Celebrating 20 years of recorded history, this year of 2014, Rob Darken — the mainframe focus of Graveland — has taken the band exactly where it seemed they were headed. The majestic strains of Quorthon that there is to be no more recordings by (RIP), has had the Q-throne resuscitated by the Polish juggernaut that marches to an Epic/Darkened Pagan Metal beat.
“Thunderbolts of the Gods” is the lucky 13th album, by a band too headstrong to be bothered by superstition. The album has been released on vinyl, CD, (some) cassette tape(s), and Digital Download.
“Thunderbolts of the Gods” is a majestic, all encompassing affair. It is much more than a Heavy Metal album. Graveland sculpt Epic movies. “Wolf of the North” is just the kind of track that breathes and shifts in and out like the tides of a great ocean. Mesmeric, and hypnotizing, backing vocals hail the onslaught of distorted guitars that blaze amidst drumming that splashes the sound picture. 9 minutes of pure escapism to a land where heroes never die. Next up, “Chamber Of Wicked Tears”. Get the actual album, folks, to hold in your hands and read the exciting stories for each #. It’s a little more complicated, yet it has that “Twilight of the Gods”/”Hammerheart” albums, Bathory feel down to a tee. Not derivative, though, as Graveland have woven their own identity on an Epic style of music that without them, would never be done correctly. The vocals are what characterizes the difference between Graveland and Bathory. Deep menacing vocals hold sway over the din, brooding, as cymbals clash and a distorted Black Metal wall of sound blazes from the guitar and bass. Read the words. Listen to the siren song that call to the men aboard the Viking ships who long in their barbarian hearts, like madmen — when they think of it — to ravage a woman. Oh, do pardon me — I got lost in the atmosphere.
A more uptempo number, “Possessed By Steel” has the remarkable similarity to Quorthon and co.’s “Baptised in Fire and Ice” yet with Graveland the delivery is more subdued, yet hard and battle-ready. It is the opening track.
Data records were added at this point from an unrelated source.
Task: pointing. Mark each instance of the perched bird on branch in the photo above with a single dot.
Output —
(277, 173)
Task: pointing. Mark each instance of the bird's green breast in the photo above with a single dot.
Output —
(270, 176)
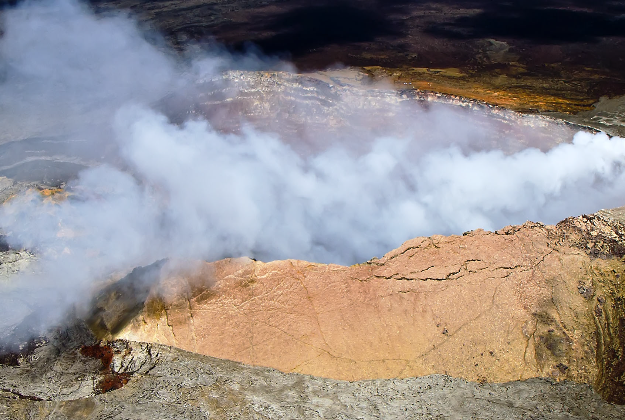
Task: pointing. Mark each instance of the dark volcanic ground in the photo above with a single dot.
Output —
(554, 55)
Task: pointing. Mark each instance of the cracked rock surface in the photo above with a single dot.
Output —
(530, 301)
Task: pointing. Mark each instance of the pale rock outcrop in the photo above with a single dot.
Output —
(523, 302)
“Red Polaris” has the feel of the last few epic albums that Bathory recorded, right before Q.’s tragic end. The churning fiery sea of instruments blaze together in perfect harmony and clarity. The vocals croak about skies filling with fire. “Nordland I” 2002 and “Nordland II” 2003, the final Bathory albums were showing signs of the Viking legend becoming comfortable with building sweeping, gigantic soundscapes. Now, Graveland have actually started to surpass Bathory, reaching the next shimmering plateau.
A long “Outro” called When Hammer Shines, after a few minutes, brings the Polish men’s album to a close.
“The Fire of Awakening” LP, “In the Glare of Burning Churches”LP: Two examples of Graveland scrumptiously obsessed with flames of war, destruction, and mayhem. In the spirit of Bathory, Blood-Fire-Death topics make good lyrical fodder.
This band is amazing. Get with it, people. Graveland have a cinematic approach to their expertly played brand of heavy music.
Although I have mentioned Bathory, quite a lot, nevertheless — Graveland sound like Graveland “.”
With a great affinity and empathy to the great Quorthon Bathory, I hang my head low knowing the iconic Mr. Q. from Nor- way never lived to make more than 12 studio albums. Graveland’s 13th album is just perfect to quell the sorrow I feel.
Graveland, indeed, do transcend the style that Bathory last left the world with. Their next album to follow up this one, in 2014, in Polish, switches to a style a tad shade darker yet with a searing focus on the topic of fire once again.